The song speaks to every aspect of life that we’ve missed out on in the past seven months, trapped alone inside our homes, and every aspect of life I know I’ll no longer take for granted when things finally return to some semblance of normal. In the pre-chorus, Troye sings:
I just wanna go wild
I just wanna fuck shit up and just ride
In your car tonight
In your bed tonight
I just wanna sing loud
I just wanna lose myself in a crowd
The song feels like a memoriam to all the could-have-beens of this year — a memory of something that never happened. Immediately after listening, my friends were drawing comparisons between “Rager teenager!” and Lorde’s massively popular “Ribs,” thanks to the reverb, layering and heavy use of synthesizers. Because of these effects, both songs are able to sound like distant, fuzzy memories commonly shared by a whole audience of listeners.
In a Dream is reminiscent and remorseful. It’s Troye’s first release following a break-up with his boyfriend of several years. Not only does “Rager teenager!” speak to the things we have missed out on during quarantine, it’s also representative of both the loneliness and the exhilaration of being single for the first time following a committed relationship. Troye wrote to listeners about the single on Instagram: “There’s a fire in you that you’ve had your whole life. It might dim to a pilot light when you’re comfortable, and you might forget it’s there, but make no mistake.” While the lyrics celebrate the return of this fire, the sadness and loss that accompany it are evident in the music. The instrumental outro is able to detail the highs and lows of such a raw time in life without any lyrics at all.

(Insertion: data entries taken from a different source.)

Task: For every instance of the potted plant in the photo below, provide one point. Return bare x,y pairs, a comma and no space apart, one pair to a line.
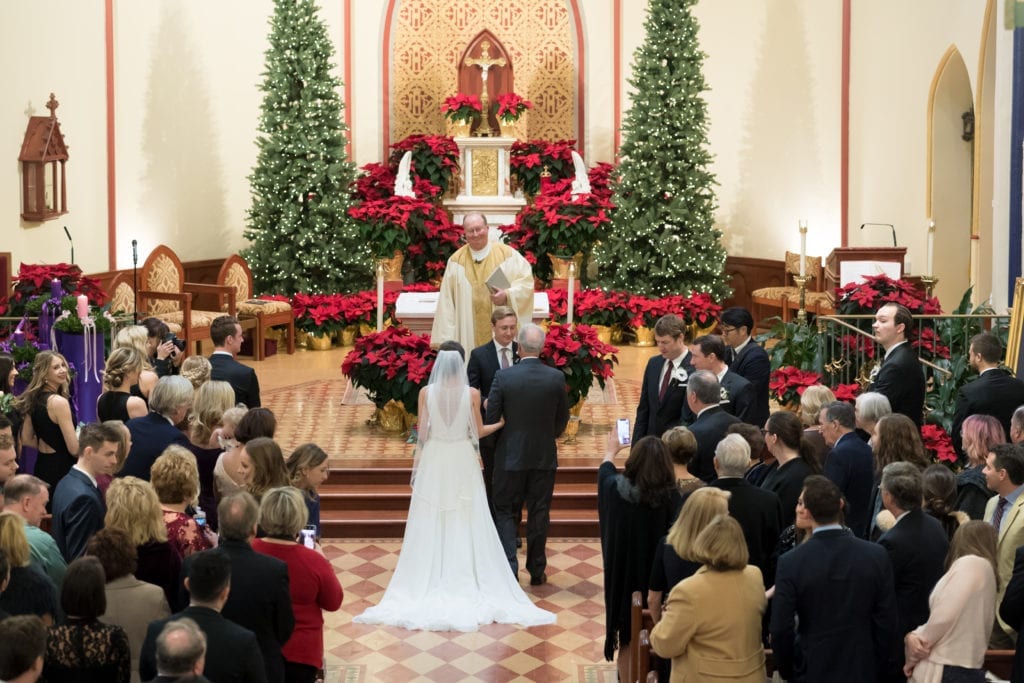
392,366
461,111
580,355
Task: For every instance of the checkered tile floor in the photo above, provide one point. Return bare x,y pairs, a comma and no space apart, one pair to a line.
567,650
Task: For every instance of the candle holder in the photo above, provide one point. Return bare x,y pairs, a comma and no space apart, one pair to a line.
929,282
802,284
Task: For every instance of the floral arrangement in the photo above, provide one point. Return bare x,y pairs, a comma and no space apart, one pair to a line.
392,365
510,107
788,383
461,108
578,352
938,443
528,160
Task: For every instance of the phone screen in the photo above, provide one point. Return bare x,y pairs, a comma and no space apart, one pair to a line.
624,430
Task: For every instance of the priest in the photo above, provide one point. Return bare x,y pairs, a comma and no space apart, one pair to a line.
479,276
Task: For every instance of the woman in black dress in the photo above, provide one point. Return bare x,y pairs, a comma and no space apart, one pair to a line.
49,420
124,367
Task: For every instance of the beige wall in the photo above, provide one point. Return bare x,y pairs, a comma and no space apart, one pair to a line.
187,104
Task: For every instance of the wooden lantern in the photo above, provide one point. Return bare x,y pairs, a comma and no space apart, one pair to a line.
44,193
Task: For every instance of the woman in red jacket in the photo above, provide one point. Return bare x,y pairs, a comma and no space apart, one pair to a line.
313,585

“Rager teenager!” isn’t what we might normally consider a song of the summer. It’s not exactly upbeat or overtly fun, but it is able to capture and express a feeling on many of our minds right now, with the nuance and complexity that accompanies real-life emotion.
Moses Sumney — “Bless Me”
By Sarah Beckford
Moses Sumney’s græ is a double album released in two parts this year — the first part arriving in February, and the second in May. “Bless Me” is a favorite — a tender five-minute track near the album’s end. The remarkable thing about Sumney’s voice is that it contains multitudes of emotion. In a single phrase or breath, his emotion is tangible — whether you listen through headphones or regular speakers. He creates this bubble in each song, like a galaxy in which his voice is the North Star, and every harmony is another star that fits perfectly in its specific place. His vocal control is so masterful that at one point he could whisper sweetly in your ear, then extend it into a plaintive, fierce cry you feel in the depths of your soul.

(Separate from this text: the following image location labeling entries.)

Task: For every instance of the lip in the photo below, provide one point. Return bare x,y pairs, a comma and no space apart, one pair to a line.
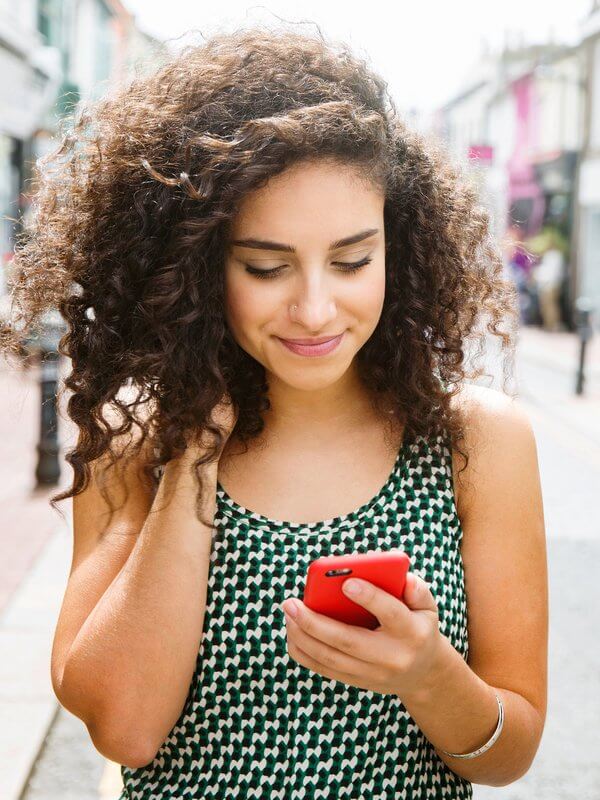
317,340
314,347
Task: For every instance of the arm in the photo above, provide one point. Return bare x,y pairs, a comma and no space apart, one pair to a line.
128,671
504,558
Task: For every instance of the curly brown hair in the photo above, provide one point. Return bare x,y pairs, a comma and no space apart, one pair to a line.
129,234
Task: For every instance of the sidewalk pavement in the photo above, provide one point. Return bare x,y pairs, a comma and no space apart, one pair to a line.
35,552
580,414
559,350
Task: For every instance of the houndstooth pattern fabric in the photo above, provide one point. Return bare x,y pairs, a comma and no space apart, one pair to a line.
256,724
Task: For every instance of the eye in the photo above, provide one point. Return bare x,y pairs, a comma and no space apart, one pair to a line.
272,273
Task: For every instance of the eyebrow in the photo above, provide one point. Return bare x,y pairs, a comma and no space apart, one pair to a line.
262,244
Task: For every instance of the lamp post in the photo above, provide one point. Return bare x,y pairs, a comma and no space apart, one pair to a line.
584,308
44,344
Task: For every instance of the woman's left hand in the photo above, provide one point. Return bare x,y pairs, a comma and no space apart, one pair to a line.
402,656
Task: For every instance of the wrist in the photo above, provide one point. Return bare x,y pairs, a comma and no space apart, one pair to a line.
430,683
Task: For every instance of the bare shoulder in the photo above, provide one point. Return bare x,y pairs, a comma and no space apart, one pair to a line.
503,549
497,431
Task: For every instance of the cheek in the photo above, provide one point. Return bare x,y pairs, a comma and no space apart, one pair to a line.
243,308
369,296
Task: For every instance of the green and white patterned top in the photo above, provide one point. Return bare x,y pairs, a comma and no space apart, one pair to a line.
256,724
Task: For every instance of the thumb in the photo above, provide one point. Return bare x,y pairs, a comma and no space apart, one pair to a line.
417,594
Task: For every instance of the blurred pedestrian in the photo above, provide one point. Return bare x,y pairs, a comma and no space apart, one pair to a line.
519,264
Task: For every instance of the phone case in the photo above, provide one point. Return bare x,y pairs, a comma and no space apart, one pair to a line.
325,576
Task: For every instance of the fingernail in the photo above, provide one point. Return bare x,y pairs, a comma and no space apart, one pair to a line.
291,608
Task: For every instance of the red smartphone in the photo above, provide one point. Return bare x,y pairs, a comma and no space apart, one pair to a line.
325,576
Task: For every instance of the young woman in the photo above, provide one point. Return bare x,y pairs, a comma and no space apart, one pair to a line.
271,285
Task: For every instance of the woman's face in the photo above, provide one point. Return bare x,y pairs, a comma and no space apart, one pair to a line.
306,210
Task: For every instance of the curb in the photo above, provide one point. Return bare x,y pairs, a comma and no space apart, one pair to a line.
28,704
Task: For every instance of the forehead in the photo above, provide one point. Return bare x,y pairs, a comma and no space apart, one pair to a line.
334,199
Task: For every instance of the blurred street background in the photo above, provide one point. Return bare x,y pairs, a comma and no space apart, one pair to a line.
524,119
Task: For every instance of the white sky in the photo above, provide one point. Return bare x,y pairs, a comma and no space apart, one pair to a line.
423,49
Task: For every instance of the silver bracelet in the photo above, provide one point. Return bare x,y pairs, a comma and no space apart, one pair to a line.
488,744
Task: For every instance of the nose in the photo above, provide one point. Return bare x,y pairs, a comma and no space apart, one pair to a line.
314,309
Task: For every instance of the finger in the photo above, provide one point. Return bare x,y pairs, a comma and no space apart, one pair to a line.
324,654
417,594
391,612
350,639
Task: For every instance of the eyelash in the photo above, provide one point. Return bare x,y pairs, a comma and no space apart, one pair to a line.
271,273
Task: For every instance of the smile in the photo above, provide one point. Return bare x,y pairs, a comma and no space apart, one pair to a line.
320,349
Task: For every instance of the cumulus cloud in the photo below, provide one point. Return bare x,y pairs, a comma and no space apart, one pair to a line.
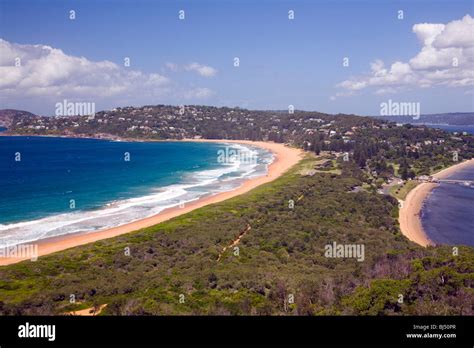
203,70
44,70
47,73
446,58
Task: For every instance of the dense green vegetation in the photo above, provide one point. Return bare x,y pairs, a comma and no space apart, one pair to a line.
281,258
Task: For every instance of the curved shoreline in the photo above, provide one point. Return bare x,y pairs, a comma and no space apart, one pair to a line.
409,214
284,158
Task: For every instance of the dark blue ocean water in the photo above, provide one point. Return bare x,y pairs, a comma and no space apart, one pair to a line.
448,212
64,185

In “Bless Me,” his voice is backed by simple instrumentation that hits deep. Sumney starts with a whisper.Then, with the help of a rising, steady bass, his voice rises to an authoritative, yet calm volume. He cries out in the chorus so shortly as if it’s a final plea.
Bless me
before you go
You’re goin’ nowhere with me
It’s fitting that the track is near the end of the second half of græ. The song feels final, even if I cannot pinpoint what exactly feels finished.
He paints this picture of lovers or partners separating, but one still holding on. There’s also a spiritual piece of the song — I think of the Bible story in Genesis 32:22-31, in which Jacob wrestles an angel and demands a blessing. It’s an interesting thought, of a mortal man fighting the supernatural — despite the finite features of humanity, man craves higher things. He craves good despite the inherent shame of humanity. Sumney asks to soar with wings and lets his voice persuade you to allow him that goodness.
Sumney’s ability to make a whole world in a song with just his voice and instrumentation is remarkable. Even as Sumney asks for a blessing, it doesn’t sound like begging at all. He sings with a nobility that’s dually vulnerable, knowing full well he can still stand tall no matter the outcome.